FAO estimates that in 2019, 5.1 million people were undernourished representing 7.6 percent of the population in Southern Africa and in 2020 the numbers of people in the region that were undernourished hit 6.8 million representing a rise to 10.1 percent. The covid-19 pandemic is hitting hard, according to nutrition experts.

Dr. Kalibata says children are some of the most vulnerable groups affected by the covid-19 pandemic. She says as at June 2020 the figures showed that 368 million school children globally were missing out on daily school meals on which they depend.

Despite all the challenges countries are facing, some countries within the region are making some progress. Malawi, for example, has produced 4.4 million metric tons of maize staple in 2020, which is 42% above the five-year average and 29 percent above the estimated national requirement of 3.4 million metric tons, according to Famine Early Warning Systems Network.

The high yield production is a result of good rains and Affordable Input Programme which the government has implemented in which farmers bought inputs at reduced prices.

The Global Nutrition Report also shows that Malawi is on course to meet two targets for maternal, infant and young child nutrition although no progress has been made towards achieving the target of reducing anaemia among women of reproductive age, with 34.4 percent of women aged 15 to 49 years now affected.

“Meanwhile, there has also been some progress towards achieving the low birth weight target with 14.5% of infants having a low weight at birth,” says the report.

Possible solutions to sustain food and nutrition security

Production of enough yields, as Malawi and other countries in the region did, is not the only solution to sustaining food and nutrition security.

“Food production alone does not translate into better nutrition. Food systems must work properly and enough to help improve or reduce cases of malnutrition,” says Dr Martha Nyagaya, Nutrition International, Kenya Country Director

She says malnutrition problems are arising because many of the world’s food systems are failing – for people, for environment, and for our shared future.

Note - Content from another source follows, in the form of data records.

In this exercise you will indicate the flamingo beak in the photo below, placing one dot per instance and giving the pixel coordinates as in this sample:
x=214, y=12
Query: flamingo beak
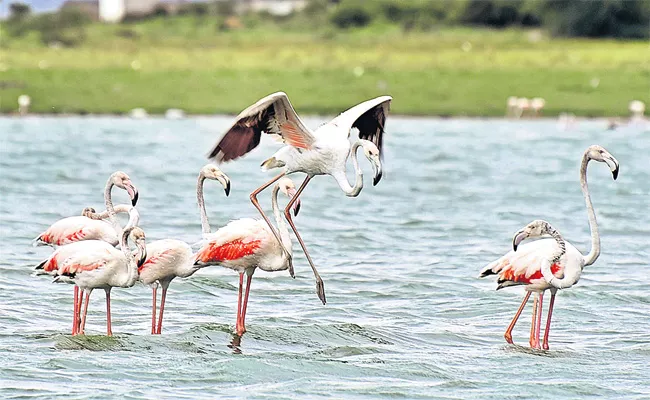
x=296, y=204
x=519, y=237
x=612, y=163
x=132, y=191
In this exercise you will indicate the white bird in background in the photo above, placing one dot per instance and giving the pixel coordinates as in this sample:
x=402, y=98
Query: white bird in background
x=171, y=258
x=246, y=244
x=93, y=264
x=321, y=152
x=537, y=264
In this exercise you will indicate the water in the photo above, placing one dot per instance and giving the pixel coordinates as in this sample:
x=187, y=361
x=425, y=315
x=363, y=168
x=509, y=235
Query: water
x=406, y=315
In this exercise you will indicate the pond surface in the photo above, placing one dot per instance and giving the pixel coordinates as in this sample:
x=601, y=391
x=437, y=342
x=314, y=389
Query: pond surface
x=406, y=316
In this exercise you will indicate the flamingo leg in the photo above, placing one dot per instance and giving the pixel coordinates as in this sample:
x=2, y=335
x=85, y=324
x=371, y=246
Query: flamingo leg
x=154, y=289
x=508, y=334
x=548, y=321
x=538, y=322
x=531, y=340
x=242, y=328
x=109, y=329
x=320, y=286
x=253, y=197
x=162, y=307
x=75, y=312
x=82, y=329
x=241, y=289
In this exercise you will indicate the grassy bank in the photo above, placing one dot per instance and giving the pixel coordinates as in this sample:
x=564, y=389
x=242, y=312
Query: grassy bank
x=188, y=64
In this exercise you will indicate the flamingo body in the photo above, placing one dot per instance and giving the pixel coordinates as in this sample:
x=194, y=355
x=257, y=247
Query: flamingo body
x=73, y=229
x=524, y=266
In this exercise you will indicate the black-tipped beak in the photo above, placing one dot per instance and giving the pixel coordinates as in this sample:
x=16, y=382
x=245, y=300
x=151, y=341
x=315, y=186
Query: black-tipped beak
x=519, y=237
x=143, y=258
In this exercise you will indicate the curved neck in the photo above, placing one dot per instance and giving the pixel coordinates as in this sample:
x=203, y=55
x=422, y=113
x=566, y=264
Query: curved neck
x=342, y=179
x=109, y=205
x=593, y=225
x=205, y=224
x=283, y=230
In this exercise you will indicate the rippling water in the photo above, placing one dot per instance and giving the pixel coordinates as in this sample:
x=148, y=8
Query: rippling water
x=406, y=315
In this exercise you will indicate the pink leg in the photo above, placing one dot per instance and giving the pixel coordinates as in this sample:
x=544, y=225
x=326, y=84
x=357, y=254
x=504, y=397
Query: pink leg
x=75, y=312
x=531, y=339
x=162, y=308
x=548, y=321
x=109, y=330
x=538, y=322
x=242, y=329
x=508, y=334
x=241, y=289
x=82, y=329
x=153, y=307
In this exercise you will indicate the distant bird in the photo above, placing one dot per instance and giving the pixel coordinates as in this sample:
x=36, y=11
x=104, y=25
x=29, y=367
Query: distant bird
x=537, y=105
x=93, y=264
x=171, y=258
x=535, y=264
x=321, y=152
x=74, y=229
x=637, y=109
x=24, y=101
x=246, y=244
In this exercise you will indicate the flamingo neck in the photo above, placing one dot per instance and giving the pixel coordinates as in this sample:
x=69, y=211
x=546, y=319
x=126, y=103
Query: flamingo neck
x=200, y=199
x=283, y=230
x=342, y=179
x=593, y=224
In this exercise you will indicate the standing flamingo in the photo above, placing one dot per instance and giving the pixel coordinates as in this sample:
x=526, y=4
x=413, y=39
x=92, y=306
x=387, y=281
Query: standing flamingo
x=52, y=264
x=171, y=258
x=321, y=152
x=246, y=244
x=74, y=229
x=534, y=264
x=98, y=265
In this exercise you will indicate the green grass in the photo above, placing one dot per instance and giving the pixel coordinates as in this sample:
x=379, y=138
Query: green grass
x=187, y=63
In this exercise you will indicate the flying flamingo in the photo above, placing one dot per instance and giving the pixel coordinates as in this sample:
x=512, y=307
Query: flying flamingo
x=321, y=152
x=246, y=244
x=535, y=265
x=171, y=258
x=74, y=229
x=54, y=264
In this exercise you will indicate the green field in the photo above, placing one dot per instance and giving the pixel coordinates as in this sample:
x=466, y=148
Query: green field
x=187, y=63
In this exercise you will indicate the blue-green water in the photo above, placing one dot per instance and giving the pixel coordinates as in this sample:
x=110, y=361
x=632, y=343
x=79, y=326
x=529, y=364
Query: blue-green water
x=406, y=315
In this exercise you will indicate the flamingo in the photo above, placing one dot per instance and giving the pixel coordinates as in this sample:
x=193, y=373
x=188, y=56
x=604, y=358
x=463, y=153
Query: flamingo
x=74, y=229
x=535, y=265
x=321, y=152
x=171, y=258
x=53, y=264
x=246, y=244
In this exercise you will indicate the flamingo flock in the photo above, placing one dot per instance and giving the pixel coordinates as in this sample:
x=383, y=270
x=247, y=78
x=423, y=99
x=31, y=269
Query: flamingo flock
x=87, y=254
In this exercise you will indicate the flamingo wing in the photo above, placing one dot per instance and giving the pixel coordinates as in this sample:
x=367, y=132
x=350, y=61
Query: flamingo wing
x=523, y=267
x=369, y=117
x=274, y=115
x=236, y=240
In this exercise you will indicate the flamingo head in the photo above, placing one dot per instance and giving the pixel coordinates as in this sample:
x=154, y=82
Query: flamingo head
x=371, y=152
x=535, y=229
x=598, y=153
x=122, y=181
x=137, y=236
x=289, y=189
x=211, y=171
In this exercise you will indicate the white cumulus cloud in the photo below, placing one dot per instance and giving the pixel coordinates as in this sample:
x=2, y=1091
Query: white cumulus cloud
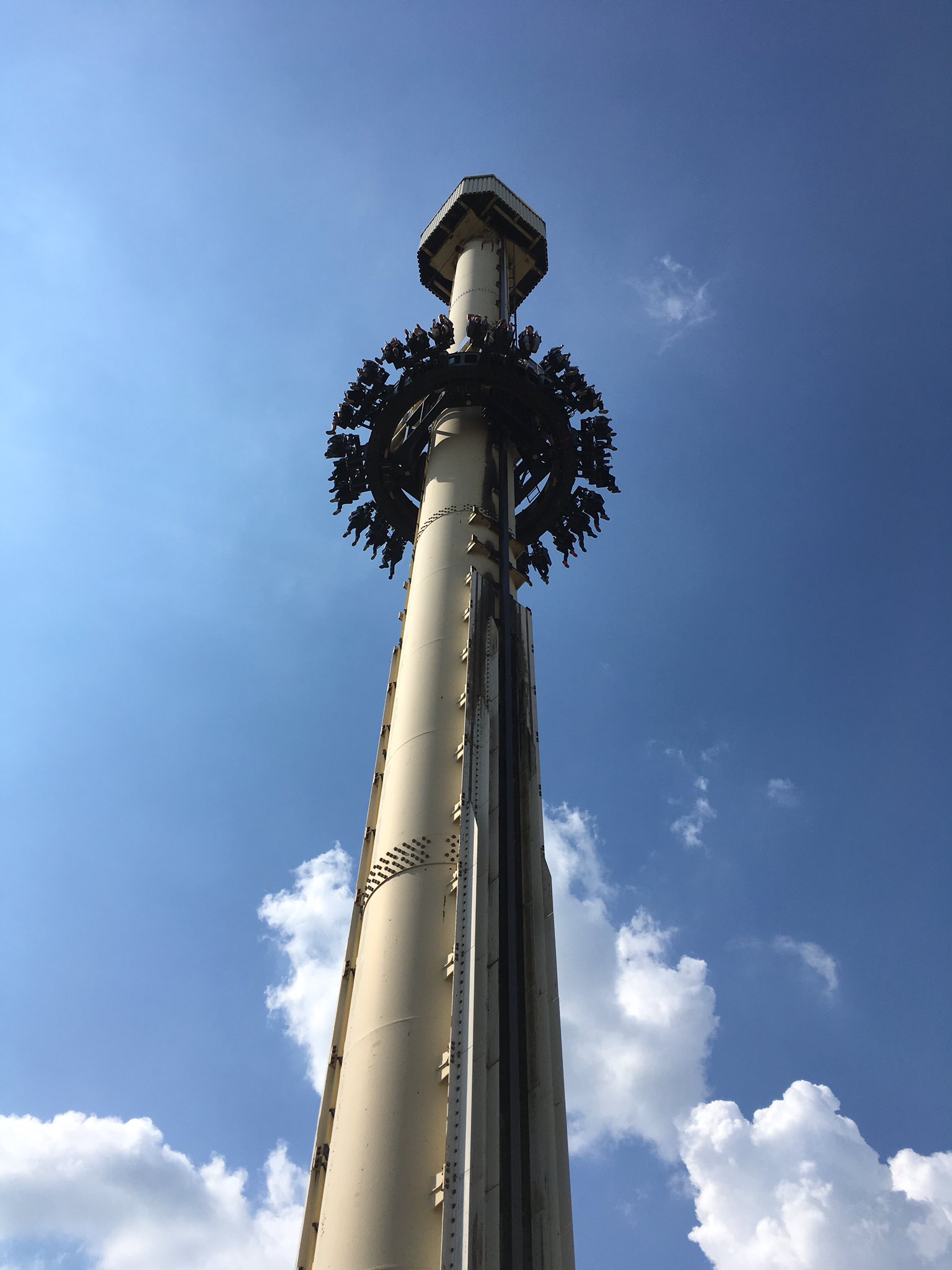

She says policies to address these problems must be put in place and implemented.

“The priority actions should include making nutrition a pillar of every phase of covid-19 response and recovery and ensuring that food systems, social protection programmes and nutrition work together to improve nutrition and health,” she says.

Branca says transformative food systems must ensure that food is available, accessible, affordable and desirable. These, he says, will help to achieve sustainable diets.

Malawi’s president Lazarus Chakwera who is also the incoming chair of SADC says African countries need to work collaboratively and take bold steps aimed at addressing food systems and improve food security.

FAO observes that the major drivers of food insecurity and malnutrition are conflict, climate variability and extremes, and economic slowdowns and downturns and now exacerbated by the COVID-19 pandemic.

The UN agency, however, recommends six ways through which food systems could be transformed to address the major drivers of food insecurity and malnutrition and ensure access to affordable healthy diets for all, sustainably and inclusively.

These, says FAO in its 2021 report, are integrating humanitarian, development and peace-building policies in conflict-affected areas; scaling up climate resilience across food systems; strengthening the resilience of the most vulnerable to economic adversity; intervening along the food supply chains to lower the cost of nutritious foods; tackling poverty and structural inequalities, ensuring interventions are pro-poor and inclusive; and strengthening food environments and changing consumer behaviour to promote dietary patterns with positive impacts on human health and the environment.

“To achieve this,” says Dr. Nyagaya, “Countries must make food and nutrition security as a priority in their programmes and budgets.”

It now remains to be seen whether SADC in particular and the world in general will be able to meet their commitments to end hunger and malnutrition in all its forms by 2030.